During my second year at Southern University, I heard Martin Luther King had
organized a march and sit-in at the Woolworth store in Baton Rouge. I
was curious, but the dean of students had spread the word that anyone caught
attending would be expelled. The man I respected most in the world, I
kept up with Dr. King’s crusade and watched television coverage of all
his marches and demonstrations. When I learned of the Baton Rouge march,
I wanted to go, not to participate but to watch and listen to the speeches. For
me, just being there was important. I planned to stay in the background,
not get close and certainly not get involved.
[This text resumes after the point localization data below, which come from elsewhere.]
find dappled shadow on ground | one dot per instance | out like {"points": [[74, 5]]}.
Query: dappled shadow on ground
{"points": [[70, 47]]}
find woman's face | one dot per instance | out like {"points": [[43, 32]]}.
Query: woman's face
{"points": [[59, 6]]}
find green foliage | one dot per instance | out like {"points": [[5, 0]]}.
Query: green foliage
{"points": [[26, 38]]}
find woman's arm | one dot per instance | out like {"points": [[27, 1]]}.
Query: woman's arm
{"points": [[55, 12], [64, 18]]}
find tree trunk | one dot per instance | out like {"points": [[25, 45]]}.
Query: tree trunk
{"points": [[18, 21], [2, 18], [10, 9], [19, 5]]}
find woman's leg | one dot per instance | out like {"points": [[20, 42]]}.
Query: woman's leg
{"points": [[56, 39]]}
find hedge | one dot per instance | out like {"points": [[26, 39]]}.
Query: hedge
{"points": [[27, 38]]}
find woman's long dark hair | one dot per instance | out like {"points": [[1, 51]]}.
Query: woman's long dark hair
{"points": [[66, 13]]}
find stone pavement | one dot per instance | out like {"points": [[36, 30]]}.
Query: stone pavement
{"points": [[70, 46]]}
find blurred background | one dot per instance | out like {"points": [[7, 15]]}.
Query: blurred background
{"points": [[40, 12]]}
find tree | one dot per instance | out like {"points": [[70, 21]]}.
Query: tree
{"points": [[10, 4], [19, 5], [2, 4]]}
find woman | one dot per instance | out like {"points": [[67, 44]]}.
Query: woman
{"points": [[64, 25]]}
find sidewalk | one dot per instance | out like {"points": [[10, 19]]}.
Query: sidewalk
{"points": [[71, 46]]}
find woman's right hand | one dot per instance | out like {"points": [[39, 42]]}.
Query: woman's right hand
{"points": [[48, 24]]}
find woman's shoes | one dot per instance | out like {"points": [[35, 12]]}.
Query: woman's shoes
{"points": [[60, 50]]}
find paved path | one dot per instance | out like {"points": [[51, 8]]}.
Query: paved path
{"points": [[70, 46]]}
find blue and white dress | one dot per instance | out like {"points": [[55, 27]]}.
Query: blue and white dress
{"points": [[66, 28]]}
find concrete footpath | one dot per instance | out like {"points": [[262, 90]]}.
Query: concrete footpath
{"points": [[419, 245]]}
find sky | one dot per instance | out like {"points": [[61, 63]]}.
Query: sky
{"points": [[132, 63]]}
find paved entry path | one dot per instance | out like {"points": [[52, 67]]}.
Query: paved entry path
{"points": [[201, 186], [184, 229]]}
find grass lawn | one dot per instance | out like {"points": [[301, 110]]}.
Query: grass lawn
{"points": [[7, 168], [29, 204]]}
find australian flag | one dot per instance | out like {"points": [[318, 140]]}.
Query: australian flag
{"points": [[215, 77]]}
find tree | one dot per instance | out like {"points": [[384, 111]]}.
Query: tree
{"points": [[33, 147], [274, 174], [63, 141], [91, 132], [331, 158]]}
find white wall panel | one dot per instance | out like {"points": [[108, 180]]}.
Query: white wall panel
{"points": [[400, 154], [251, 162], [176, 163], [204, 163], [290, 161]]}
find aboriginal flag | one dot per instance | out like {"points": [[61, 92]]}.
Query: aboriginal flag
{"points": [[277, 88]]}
The following morning, I jumped
on a bus and rode into Baton Rouge. To
my young eyes, the demonstration was an amazing spectacle. Hundreds of
brave men and women faced violent retribution from institutional authority
and marched unflinchingly for their freedom. Seeing people of color determined
to gain for themselves the rights and freedoms other Americans had handed to
them profoundly affected me. This was determination and perseverance
like I’d never seen before and more beautifully and magnificently expressed
because it was for the good of the many. In my mind, their acts were
the very definition of selflessness and altruism.
- The scene that unfolded in Baton Rouge during the civil rights march reinforced
in Sidney a sense of duty and self-sacrifice to a noble cause. Deeply
moved by the experience, later, he took his deeply held altruism half a world
away to fight a war in a place few Americans had even heard of.